Already in 2004 this reminded me of what I wrote in my most frequently reprinted article, “Civil Religion in America,” which was a call to see that the best of our tradition required opposition to the Vietnam War, not support of it. Too many have read that article as describing American civil religion as “integrating,” or “Durkheimian,” in a way that doesn’t appreciate the radicalism of Durkheim. Some friends who do understand what I had written in 1966 told me they thought Obama had read it. I have no reason to think he has. He doesn’t need me to see that the promise is the core we must celebrate, not the often desperately disappointing reality, which he notes when he promises to close Guantanamo and renounce torture as American policy.

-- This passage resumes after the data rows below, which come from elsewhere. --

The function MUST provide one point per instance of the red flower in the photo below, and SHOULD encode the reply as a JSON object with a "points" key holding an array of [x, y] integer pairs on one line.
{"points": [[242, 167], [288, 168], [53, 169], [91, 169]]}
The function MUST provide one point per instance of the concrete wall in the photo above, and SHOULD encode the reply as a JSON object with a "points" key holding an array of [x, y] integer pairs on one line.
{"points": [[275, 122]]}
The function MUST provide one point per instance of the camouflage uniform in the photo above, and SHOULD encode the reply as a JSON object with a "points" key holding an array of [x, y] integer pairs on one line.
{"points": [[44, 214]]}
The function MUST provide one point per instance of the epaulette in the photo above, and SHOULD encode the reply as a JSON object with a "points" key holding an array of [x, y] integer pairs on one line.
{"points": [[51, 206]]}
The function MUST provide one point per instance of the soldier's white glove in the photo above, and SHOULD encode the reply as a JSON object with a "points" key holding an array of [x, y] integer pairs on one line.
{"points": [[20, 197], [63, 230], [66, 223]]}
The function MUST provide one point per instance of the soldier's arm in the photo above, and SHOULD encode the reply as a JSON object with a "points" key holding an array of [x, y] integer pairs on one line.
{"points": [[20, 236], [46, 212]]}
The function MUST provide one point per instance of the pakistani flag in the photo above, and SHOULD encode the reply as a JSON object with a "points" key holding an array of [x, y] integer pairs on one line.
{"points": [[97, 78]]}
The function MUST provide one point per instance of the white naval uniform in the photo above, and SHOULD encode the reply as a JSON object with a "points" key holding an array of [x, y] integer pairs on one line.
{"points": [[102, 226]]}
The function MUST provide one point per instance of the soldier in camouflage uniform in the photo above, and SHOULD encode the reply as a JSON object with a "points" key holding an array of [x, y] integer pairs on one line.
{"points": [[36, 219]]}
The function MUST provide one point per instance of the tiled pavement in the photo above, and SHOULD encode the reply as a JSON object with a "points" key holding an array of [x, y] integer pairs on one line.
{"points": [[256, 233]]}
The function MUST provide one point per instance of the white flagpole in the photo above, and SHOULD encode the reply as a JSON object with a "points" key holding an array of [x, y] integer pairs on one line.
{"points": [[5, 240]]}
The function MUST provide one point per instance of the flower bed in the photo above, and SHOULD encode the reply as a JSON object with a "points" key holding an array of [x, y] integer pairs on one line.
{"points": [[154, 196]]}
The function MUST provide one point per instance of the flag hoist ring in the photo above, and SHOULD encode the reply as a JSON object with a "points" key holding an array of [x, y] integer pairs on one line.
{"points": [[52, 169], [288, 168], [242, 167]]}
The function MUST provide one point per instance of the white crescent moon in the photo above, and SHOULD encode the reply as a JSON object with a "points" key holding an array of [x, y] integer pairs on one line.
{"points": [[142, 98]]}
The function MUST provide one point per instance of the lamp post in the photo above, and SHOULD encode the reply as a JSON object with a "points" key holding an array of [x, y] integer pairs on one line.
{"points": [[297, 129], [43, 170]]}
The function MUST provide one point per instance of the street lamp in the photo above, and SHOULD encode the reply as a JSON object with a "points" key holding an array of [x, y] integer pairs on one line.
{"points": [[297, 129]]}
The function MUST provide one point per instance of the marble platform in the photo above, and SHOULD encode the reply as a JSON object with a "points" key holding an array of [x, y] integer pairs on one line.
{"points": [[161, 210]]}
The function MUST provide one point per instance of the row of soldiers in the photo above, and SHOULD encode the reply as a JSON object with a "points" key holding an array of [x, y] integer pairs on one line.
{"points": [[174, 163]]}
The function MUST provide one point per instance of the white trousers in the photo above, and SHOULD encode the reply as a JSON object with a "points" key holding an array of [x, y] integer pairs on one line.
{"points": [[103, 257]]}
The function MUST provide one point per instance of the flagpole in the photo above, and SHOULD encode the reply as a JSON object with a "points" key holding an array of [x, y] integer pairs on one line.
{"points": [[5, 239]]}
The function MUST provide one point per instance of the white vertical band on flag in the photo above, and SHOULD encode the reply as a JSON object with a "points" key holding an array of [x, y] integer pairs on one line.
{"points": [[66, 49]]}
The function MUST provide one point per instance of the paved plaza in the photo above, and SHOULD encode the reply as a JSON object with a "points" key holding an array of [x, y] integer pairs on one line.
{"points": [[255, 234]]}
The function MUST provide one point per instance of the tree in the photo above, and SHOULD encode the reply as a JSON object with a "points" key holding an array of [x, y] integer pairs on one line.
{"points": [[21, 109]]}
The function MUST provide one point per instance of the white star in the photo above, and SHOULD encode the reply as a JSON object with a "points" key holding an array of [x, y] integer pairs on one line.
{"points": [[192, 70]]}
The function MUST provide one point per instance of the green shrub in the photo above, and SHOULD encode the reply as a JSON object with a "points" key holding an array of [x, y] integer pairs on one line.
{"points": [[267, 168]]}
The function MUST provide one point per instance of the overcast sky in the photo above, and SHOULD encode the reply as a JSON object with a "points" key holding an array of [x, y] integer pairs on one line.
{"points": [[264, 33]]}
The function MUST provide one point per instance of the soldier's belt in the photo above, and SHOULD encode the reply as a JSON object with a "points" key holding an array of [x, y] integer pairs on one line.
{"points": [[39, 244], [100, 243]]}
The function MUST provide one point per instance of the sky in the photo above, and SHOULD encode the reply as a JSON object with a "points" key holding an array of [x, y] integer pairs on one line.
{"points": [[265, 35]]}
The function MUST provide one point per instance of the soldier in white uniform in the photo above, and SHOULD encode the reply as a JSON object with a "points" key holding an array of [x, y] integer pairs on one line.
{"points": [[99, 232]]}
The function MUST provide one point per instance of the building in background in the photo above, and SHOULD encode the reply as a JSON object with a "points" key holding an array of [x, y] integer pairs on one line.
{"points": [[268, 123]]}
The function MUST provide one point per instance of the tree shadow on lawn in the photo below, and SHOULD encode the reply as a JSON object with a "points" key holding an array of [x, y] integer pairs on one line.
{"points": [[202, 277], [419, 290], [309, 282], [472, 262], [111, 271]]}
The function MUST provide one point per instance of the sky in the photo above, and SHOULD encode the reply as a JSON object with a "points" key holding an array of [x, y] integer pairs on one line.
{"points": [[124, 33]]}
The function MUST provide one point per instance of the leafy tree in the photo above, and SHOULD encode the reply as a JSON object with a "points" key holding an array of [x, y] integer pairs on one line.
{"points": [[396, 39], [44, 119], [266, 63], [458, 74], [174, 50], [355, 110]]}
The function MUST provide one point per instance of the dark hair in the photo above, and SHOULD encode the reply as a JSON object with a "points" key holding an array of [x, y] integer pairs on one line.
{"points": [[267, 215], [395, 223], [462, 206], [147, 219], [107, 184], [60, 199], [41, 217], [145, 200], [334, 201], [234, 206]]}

That one can see America as a beacon of hope, even, in Lincoln’s words, as “the last best hope of earth,” while also recognizing that America has committed the gravest of crimes from the colonial period to the present, seems to escape critics from the left and the right. Obama would never speak like the Rev. Jeremiah Wright, but he knows, as any serious American knows, that Jeremiah Wright was telling the truth, even if not the whole truth, and that denial of the terrible side of our history is no more healthy for us than it would be for Germany or Japan.
Comments
One little quibble, however. His last sentence is right to say "would be" for Germany, but he really should say "is" for Japan. While Germany is very open about her past sins, Japan is not.